Hot Sticky Mess – What’s happening with NZ?

Our neighbour New Zealand is currently highlighting the issues Australia may see get worse if we don’t heed the precedent.  We discuss the battle between government and central bank, inflation and a housing market falling after all that stimulus…

What’s happening in NZ

The wheels are falling off – the Adern government is not only losing popularity, dropping from 33% to 30% in August. Last night the former NZ deputy prime minister Winston Peters severed ties with Arderns’ government, promising to never support the government while she is in charge.

The RBNZ faces a tough but inevitable decision today as they do their job to reduce inflation with the only ammunition they have, while the NZ policy settings exacerbate inflation and cause a wage and currency driven inflation spiral – a hot sticky mess.

RBNZ decision day

The RNBZ will announce their interest rate decision, with the current market surveys suggesting 75bps hike on Wednesday, markets currently priced in 64.8bps worth of a hike.

Recent data doesn’t paint a clear story; last week’s PPI numbers were worse than expected and showed marked contraction, however last month’s CPI (which was after the RBNZ’s last meeting) showed an increase in consumer inflation of 2.2% for the third quarter (1.5% expected and 1.7% prior).

The RBNZ is facing a huge inflation push from unprecedented wage growth, with the September quarter wage growth coming in at 2.6%. NZ businesses have no option but to pass these rises in the product selling price exacerbating inflation.

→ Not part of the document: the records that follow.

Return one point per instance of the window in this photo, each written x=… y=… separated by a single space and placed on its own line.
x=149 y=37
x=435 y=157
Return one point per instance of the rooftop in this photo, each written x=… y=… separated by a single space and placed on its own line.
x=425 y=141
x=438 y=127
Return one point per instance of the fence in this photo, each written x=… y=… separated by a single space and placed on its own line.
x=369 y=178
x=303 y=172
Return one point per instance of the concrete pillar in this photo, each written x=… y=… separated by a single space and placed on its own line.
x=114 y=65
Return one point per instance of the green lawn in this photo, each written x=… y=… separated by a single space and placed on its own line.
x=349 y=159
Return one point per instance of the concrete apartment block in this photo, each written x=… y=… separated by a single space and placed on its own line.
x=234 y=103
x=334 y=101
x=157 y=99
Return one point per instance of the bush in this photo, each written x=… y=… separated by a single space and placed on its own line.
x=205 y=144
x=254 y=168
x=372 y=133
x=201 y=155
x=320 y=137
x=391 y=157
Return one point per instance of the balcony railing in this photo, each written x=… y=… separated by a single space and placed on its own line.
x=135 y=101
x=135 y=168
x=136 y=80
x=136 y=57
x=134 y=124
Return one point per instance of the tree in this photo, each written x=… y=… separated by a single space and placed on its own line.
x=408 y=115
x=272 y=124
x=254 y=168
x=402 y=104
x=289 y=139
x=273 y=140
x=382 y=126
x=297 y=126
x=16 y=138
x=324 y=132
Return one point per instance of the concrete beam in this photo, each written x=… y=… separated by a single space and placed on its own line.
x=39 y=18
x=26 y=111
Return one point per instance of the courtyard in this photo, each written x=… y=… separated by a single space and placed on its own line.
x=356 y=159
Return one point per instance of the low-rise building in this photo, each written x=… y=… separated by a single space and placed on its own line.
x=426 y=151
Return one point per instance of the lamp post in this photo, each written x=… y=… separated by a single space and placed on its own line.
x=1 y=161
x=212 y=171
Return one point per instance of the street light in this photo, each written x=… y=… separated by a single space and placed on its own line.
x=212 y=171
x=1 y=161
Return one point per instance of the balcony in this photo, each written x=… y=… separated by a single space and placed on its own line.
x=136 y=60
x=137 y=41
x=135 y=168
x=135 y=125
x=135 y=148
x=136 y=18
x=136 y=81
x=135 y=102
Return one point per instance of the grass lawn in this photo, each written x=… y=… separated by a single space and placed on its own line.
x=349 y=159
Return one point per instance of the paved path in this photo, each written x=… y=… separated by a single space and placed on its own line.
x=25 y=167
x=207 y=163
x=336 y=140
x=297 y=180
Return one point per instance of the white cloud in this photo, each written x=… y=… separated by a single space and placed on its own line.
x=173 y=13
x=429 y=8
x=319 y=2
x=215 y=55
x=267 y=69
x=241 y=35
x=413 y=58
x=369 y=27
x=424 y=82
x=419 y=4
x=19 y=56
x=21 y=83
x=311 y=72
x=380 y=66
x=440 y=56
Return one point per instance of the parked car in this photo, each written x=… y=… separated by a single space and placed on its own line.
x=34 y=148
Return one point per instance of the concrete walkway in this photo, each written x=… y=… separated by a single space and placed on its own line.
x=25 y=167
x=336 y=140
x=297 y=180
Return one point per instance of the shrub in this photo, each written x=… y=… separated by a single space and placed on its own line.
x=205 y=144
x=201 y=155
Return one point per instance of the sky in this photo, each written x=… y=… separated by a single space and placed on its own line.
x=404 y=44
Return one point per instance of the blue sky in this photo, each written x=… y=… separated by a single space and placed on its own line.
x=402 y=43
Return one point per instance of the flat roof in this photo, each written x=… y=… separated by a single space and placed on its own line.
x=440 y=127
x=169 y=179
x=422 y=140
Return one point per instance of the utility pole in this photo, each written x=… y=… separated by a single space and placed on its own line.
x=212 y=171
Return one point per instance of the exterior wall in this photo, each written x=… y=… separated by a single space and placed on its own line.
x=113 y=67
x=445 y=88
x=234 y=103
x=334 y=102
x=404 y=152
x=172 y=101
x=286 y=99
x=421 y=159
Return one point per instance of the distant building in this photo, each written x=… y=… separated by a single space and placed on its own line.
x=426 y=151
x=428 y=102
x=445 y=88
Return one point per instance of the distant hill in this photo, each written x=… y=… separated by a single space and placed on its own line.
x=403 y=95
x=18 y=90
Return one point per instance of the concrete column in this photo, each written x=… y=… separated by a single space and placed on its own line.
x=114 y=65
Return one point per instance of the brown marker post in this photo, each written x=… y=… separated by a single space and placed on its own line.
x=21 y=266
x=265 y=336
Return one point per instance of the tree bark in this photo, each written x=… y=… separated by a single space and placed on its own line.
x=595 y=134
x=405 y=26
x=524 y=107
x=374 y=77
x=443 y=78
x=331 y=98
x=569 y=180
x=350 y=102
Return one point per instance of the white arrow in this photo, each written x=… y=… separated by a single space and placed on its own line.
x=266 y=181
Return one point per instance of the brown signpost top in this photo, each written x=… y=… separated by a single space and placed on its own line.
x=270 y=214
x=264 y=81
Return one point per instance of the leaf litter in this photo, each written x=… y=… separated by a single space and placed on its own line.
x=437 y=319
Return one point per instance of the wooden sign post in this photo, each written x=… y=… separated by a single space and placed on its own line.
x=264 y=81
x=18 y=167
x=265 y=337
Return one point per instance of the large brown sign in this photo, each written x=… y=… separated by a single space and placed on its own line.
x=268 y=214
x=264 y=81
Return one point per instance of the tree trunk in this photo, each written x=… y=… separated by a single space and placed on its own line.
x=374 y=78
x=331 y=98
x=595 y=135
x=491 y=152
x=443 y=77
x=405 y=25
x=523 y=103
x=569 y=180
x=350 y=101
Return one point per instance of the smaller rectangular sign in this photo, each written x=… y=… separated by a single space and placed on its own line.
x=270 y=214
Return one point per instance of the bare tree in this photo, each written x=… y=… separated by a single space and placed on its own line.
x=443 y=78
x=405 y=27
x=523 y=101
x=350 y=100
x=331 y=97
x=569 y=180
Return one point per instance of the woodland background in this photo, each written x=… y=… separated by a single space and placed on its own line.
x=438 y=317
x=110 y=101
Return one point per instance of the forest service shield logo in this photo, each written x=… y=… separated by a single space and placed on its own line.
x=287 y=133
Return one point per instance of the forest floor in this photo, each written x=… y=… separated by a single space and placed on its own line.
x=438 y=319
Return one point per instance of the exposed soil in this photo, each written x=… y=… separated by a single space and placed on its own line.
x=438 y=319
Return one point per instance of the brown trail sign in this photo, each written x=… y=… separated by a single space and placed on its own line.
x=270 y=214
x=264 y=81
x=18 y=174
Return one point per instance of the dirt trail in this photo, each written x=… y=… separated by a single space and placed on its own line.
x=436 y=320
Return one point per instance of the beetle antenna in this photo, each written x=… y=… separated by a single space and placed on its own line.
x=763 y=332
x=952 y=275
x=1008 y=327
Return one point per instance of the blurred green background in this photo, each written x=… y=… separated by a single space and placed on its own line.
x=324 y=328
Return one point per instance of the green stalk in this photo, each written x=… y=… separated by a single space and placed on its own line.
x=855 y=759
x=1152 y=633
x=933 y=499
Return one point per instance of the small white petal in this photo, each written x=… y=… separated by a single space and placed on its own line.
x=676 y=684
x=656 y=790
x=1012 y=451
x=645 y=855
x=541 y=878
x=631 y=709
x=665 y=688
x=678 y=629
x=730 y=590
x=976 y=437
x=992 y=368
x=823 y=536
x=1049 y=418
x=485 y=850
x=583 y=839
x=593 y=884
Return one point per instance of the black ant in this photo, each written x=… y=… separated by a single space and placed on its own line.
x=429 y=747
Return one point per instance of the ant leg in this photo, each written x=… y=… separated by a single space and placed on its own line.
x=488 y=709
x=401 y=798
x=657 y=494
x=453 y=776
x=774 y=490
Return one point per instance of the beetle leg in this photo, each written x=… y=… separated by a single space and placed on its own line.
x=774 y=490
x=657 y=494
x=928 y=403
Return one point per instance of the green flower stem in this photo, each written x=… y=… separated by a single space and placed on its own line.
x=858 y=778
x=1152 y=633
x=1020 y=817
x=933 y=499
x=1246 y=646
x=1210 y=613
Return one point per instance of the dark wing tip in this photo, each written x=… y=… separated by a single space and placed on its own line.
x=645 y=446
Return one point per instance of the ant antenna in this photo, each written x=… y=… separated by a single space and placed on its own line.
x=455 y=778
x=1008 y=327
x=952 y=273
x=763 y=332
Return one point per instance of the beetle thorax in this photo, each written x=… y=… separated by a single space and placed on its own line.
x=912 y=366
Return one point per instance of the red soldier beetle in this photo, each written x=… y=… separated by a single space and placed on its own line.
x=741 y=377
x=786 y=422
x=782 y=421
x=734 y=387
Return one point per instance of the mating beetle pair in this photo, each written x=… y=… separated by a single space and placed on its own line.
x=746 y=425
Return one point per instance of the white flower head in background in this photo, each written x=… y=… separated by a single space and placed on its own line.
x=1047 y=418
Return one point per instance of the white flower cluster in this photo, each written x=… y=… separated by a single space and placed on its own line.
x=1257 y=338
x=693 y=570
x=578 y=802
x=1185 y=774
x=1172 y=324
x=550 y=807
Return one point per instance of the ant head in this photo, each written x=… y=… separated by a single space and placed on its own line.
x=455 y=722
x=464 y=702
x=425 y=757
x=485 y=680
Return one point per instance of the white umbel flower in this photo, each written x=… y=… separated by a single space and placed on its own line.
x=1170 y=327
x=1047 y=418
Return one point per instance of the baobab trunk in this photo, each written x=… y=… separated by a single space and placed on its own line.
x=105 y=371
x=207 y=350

Policies Exacerbating NZ Issues

The RNBZ now seems to be facing a wage-push inflation spiral, with the government’s immigration policy causing massive labour shortages and large wage increases.  This is after their Covid 19 response, much like Australia and the rest of the world was to flood the economy with cheap credit – however NZ lived a mostly undisturbed covid life, with minimal lockdowns (outside of Auckland), this meant the demand shock was larger than most other countries and inflation has been far greater. 

Currently the 2-year NZ swap rate is sitting above the US by about 0.3%, however as the world inflation begins to slow, in NZ there has been no respite, so in 12 months this differential will be above 1% pushing the NZ dollar higher and therefore further inflation.

Mortgage Stress

NZ mortgage rates are now at 6.99%, with the RBNZ cash rate at 3.5% - to put this in perspective the last time rates were this high in NZ was around 2008, as the world entered the GFC.  As we’ve looked at previously, NZ had the highest, unprecedented house price growth over covid due to their island safe haven status.  Further delving into this, in 2009 the average NZ home was around $430,000 and towards the end of the covid growth cycle peaked at over $1,000,000 – 230% growth.  During this time average wages only grew around 2% per annum or c35% over the same period.  More recently NZ has seen a large tick up in wage growth at around 5%– but this is due to labour shortages, a worldwide phenomenon mainly driven by the long visa processing times, unlike similar countries like Australia who has eased this bottleneck to help labor shortages.  These will be reduced over time putting downward pressure once again on wages. 

So what does this mean. New Zealanders are paying mortgages 230% higher than 2009 with 35% higher wages – hard to imagine – and this is about to get worst with the expected 50-75Bp interest rate decision from the RBNZ today.

More recently house prices have started to understandably decrease, dropping 9.7% in 2022. At this rate this will soon trap many buyers in negative equity.




Hot sticky inflation mess

NZ appears to be one of the hottest inflation markets in the world… and due to fiscal settings of the Ardern government it is creating a hot sticky inflation mess.

Once again – without governments working WITH their central banks and setting fiscal policies to relieve pressures – central banks will continue to fire their monetary guns decimating businesses and individuals alike.  House prices have started to decline at a rapid rate and mortgage stress is on the rise, as real wage growth is nearly 200% behind house price growth. With the RNBZ already raising interest rates 2.75% this year and an expected 0.75% today – at an average mortgage of $360,000 this has increased repayments by $825 per month. Today’s decision will increase them by an additional $225, totaling $1050 per month.

Australia faces similar pressures with our RBA much slower to act than RBNZ allowing us to observe what happens with the action/reaction precedent of NZ. Whether we follow the same road remains to be seen and ultimately again comes down to whether Chalmers and Lowe act in unison or in a tug-of-war with our economy and housing market in between.